In remarks streamed on YouTube Friday afternoon, the former vice president began by noting that he’d spoken with Floyd’s family earlier in the day. He described the killing as an “act of brutality so elemental” that it “denied [Floyd] of his very humanity and deprived him of his life.” He drew a line from Floyd’s death to those of Eric Garner, a Black man killed by New York City police officers who placed him in a chokehold; Breonna Taylor, a Black woman shot to death by police in her home; and Ahmaud Arbery, a Black man who was killed by white men while jogging in Georgia. “We’ve spoken their names aloud,” Biden said. “We chisel them onto our long-suffering hearts.”

Then Biden drew a longer arc. “It’s a list that dates back more than 400 years,” he said, calling upon the history of slavery, which he described as “the original sin of the country” that “still stains.” The consequences, he said, are “the norm black people deal with.” And he promised to “hold bad cops accountable” as part of an effort to address the systemic racism Black Americans experience.

Biden’s spoke for only five minutes, but it was long enough to draw a sharp contrast with President Donald Trump, who had vowed over Twitter to send in the National Guard to stop the rioting that broke out in Minneapolis after Floyd’s death. Trump called the protesters “thugs” and invoked a racist threat that dates back to the 1960s—”when the looting starts, the shooting starts.”

The President’s tweets had been Biden’s call to action on Friday morning. “Enough,” Biden tweeted. “[Trump] is calling for violence against American citizens during a moment of pain for so many. I’m furious, and you should be, too.” When he spoke Friday afternoon, he condemned the president’s words. “This is no time to encourage violence,” he said. “We need real leadership right now.” (After Biden spoke Friday, Trump claimed on Twitter that he had simply meant that “looting leads to shooting”—not that looters should be shot. “It was spoken as a fact, not as a statement,” the president wrote.)

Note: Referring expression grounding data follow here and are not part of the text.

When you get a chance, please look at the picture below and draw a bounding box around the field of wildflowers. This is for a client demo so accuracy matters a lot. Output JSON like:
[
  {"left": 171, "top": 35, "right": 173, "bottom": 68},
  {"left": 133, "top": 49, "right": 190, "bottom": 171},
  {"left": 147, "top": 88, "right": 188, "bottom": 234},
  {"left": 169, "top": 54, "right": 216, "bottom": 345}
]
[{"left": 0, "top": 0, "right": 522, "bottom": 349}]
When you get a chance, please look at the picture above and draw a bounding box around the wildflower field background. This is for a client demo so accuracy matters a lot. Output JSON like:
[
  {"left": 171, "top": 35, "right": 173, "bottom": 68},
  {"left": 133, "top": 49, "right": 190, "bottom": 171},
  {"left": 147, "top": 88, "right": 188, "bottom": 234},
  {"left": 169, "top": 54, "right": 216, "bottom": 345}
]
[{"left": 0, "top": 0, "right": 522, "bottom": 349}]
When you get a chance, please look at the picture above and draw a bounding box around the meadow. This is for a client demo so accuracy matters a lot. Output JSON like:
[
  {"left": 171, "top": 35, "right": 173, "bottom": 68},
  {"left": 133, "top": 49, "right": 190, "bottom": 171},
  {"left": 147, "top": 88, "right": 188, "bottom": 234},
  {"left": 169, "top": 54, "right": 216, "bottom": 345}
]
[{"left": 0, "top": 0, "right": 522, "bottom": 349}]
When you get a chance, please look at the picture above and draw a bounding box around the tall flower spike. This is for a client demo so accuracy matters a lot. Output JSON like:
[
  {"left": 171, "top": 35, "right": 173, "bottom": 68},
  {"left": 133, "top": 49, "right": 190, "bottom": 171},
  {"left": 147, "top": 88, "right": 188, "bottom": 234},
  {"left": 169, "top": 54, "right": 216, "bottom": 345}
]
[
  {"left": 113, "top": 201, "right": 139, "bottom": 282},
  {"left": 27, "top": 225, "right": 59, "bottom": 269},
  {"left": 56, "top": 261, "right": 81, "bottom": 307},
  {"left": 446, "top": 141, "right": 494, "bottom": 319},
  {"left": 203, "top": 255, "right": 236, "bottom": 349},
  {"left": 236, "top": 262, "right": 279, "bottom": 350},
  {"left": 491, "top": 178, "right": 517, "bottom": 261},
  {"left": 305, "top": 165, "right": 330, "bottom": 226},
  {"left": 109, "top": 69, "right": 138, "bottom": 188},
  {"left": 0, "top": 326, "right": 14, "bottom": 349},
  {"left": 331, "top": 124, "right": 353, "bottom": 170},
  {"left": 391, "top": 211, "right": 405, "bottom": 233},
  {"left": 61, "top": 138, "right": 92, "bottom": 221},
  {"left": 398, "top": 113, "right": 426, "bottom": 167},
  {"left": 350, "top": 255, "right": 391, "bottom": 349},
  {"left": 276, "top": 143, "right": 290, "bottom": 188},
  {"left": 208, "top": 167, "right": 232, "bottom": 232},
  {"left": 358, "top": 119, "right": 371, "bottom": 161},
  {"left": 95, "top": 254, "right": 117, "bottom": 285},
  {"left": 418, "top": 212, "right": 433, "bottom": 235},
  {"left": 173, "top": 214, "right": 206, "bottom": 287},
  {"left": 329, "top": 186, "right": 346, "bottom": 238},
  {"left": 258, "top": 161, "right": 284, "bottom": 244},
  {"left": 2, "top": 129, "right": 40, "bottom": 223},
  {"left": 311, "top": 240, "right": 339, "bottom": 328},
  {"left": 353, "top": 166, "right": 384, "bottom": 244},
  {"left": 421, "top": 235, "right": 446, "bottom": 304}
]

Biden kicked off his presidential run last year by drawing a similar contrast to Trump, over the president’s handling of the deadly 2017 white supremacist riots in Charlottesville, Virginia. At the time, Trump said there had been “very good people” on both sides. For weeks, pundits have noted how Biden has dropped the “soul of the nation” message he relied on during the primary in favor of one emphasizing a “New Deal” to fit the scale of the pandemic-induced disaster. But on Friday, he revisited his old language, noting that “the very soul of America is at stake” if the country does not come to terms with the consequences of its long history of racism.

The outrage over Floyd’s death has offered new salience for that message. Biden ascended to the top of the Democratic ticket despite his controversial track record on issues related to race and criminal justice. As a senator from Delaware, he was an author of the 1994 crime bill that ushered in an era of mass incarceration and heavy policing. But he owes his presumptive nomination in large part to the support of Black voters—as well as to his ability to express empathy in office and on the campaign trail. On Friday, that empathy was on full display.